Promises does this by imagining the concept of a call-stream. A call-stream is nothing more than a stream of placeholder values for each asynchronous RPC issued by a client. Once a RPC is issued, the promise is considered blocked asynchronous execution is performed, and once the value has been computed, the promise is considered ready and the value can be claimed by the caller. If an attempt to claim the value is issued before the value is computed, execution blocks until the value is available. The stream of placeholder values serves as an implicit ordering of the requests that are issued; in the Argus system that served as the implementation platform for this work, multiple streams were used and related operations sequenced together in the same stream1.

Impact and Implementations

While promises originated as a technique for decoupling values from the computations that produced them, promises, as proposed by Liskov and Shrira mainly focused on reducing latency and improving performance of distributed computations. The majority of programming languages in use today by practitioners contain some notion of futures or promises. Below, we highlight a few examples.

The Oz Henz, Smolka, and Würtz (1993) language, designed for the education of programmers in several different programming paradigms, provides a functional programming model with single assignment variables, streams, and promises. Given every variable in Oz is a dataflow, and therefore every single value in the system is a promise. Both Distributed Oz Haridi, Van Roy, and Smolka (1997) and Derflow (an implementation of Oz in the Erlang programming language) Bravo et al. (2014) provide distributed versions of the Oz programming model. The Akka library for Scala also provides Oz-style dataflow concurrency with Futures.

More recently, promises have been repurposed by the JavaScript community to allow for asynchronous programs to be written in direct style instead of continuation-passing style. ECMAScript 6 contains a native Promise object, that can be used to perform asynchronous computation and register callback functions that will fire once the computation either succeeds or fails Wikipedia (2016).

Baker, Henry C., Jr., and Carl Hewitt. 1977. “The Incremental Garbage Collection of Processes.” SIGPLAN Not. 12 (8). New York, NY, USA: ACM: 55–59. doi:10.1145/872734.806932.

Bravo, Manuel, Zhongmiao Li, Peter Van Roy, and Christopher Meiklejohn. 2014. “Derflow: Distributed Deterministic Dataflow Programming for Erlang.” In Proceedings of the Thirteenth ACM SIGPLAN Workshop on Erlang, 51–60. Erlang ’14. New York, NY, USA: ACM. doi:10.1145/2633448.2633451.

Friedman, D. P., and D. S. Wise. 1978. “Aspects of Applicative Programming for Parallel Processing.” IEEE Transactions on Computers C-27 (4): 289–96. doi:10.1109/TC.1978.1675100.

Halstead Jr, Robert H. 1985. “Multilisp: A Language for Concurrent Symbolic Computation.” ACM Transactions on Programming Languages and Systems (TOPLAS) 7 (4). ACM: 501–38.

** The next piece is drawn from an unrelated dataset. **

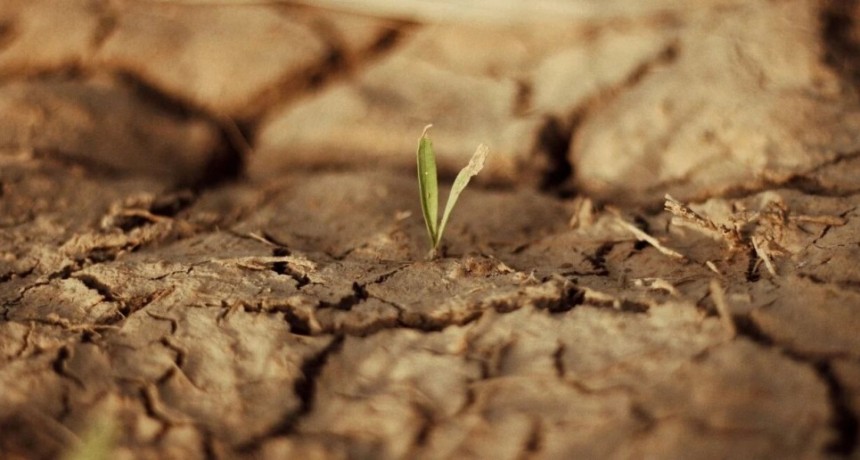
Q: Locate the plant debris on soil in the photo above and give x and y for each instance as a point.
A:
(211, 239)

Haridi, Seif, Peter Van Roy, and Gert Smolka. 1997. “An Overview of the Design of Distributed Oz.” In Proceedings of the Second International Symposium on Parallel Symbolic Computation, 176–87. ACM.

Henz, Martin, Gert Smolka, and Jörg Würtz. 1993. “Oz-a Programming Language for Multi-Agent Systems.” In IJCAI, 404–9.

Liskov, Barbara, and Liuba Shrira. 1988. Promises: Linguistic Support for Efficient Asynchronous Procedure Calls in Distributed Systems. Vol. 23. 7. ACM.

Wikipedia. 2016. “Futures and Promises — Wikipedia, the Free Encyclopedia.”

  1. Promises also provide a way for stream composition, where processes read values from one or more streams once they are ready, fulfilling placeholder blocked promises in other streams. One classic implementation of stream composition using promises is the Sieve of Eratosthenes.